U.S. District Judge Carl Barbier left open the possibility that Transocean might still have to pay all or part of any punitive damages and civil penalties imposed by the U.S. government under the federal Clean Water Act.
Barbier, who oversees multistate litigation over the spill, ruled that BP need not indemnify Transocean for these.
BP has estimated civil fines of around $3.5 billion, although maximum possible fines could top $20 billion if gross negligence was established on the part of BP or its contractors.
The Jan. 26 decision means Transocean’s potential liability over the April 20, 2010, Deepwater Horizon drilling rig explosion that caused 11 deaths, was “materially diminished” analysts at UBS said in a research note. BP had previously sought to shift the whole cost of the disaster, currently estimated at around $42 billion, onto Transocean.
Transocean owned the rig, while BP owned a majority of the Macondo well whose blowout led to the spill.

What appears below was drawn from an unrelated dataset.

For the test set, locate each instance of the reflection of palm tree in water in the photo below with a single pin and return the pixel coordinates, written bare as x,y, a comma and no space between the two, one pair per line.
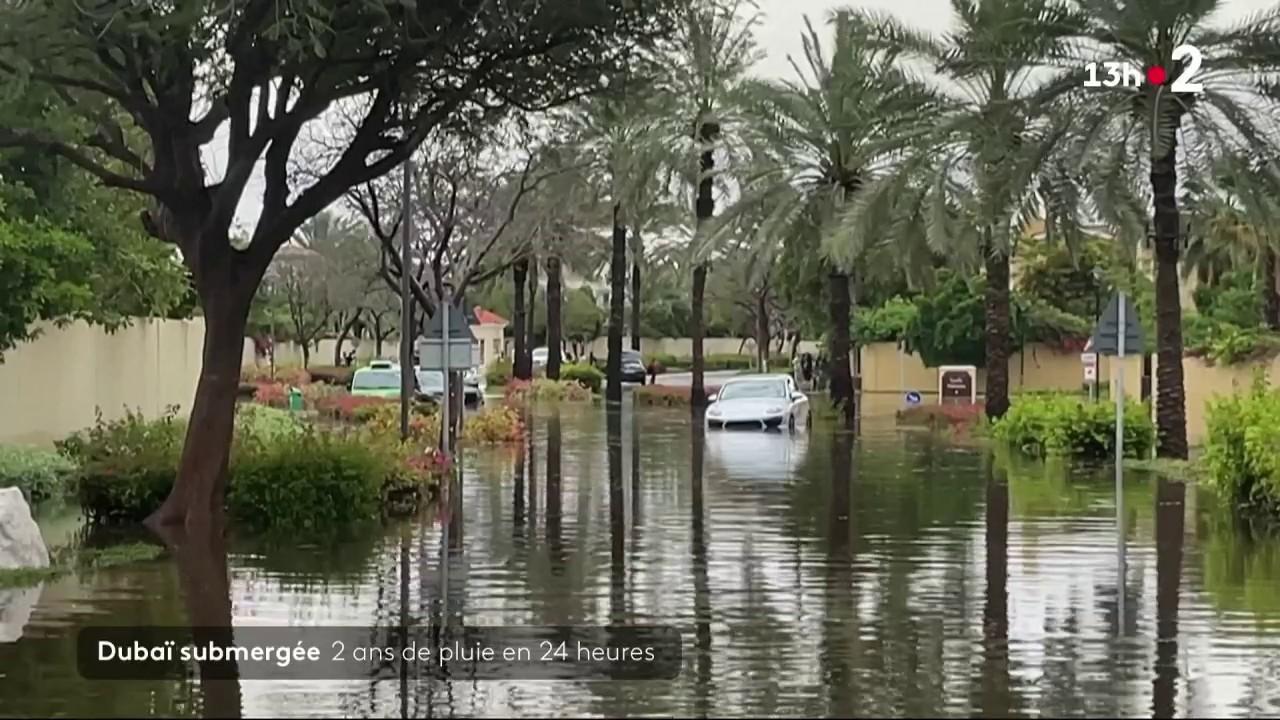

BP has already paid out $7 billion in claims to third parties who have suffered losses and has an outstanding provision of $8.2 billion for further claims and litigation, suggesting third party claims are expected to top $15 billion. Plaintiffs lawyers say compensatory claims could end up totaling more than the $20 billion BP has set aside in its Gulf Coast restoration fund.
The case is In re: Oil Spill by the Oil Rig “Deepwater Horizon” in the Gulf of Mexico, on April 20, 2010, U.S. District Court, Eastern District of Louisiana, No. 10-md-02179.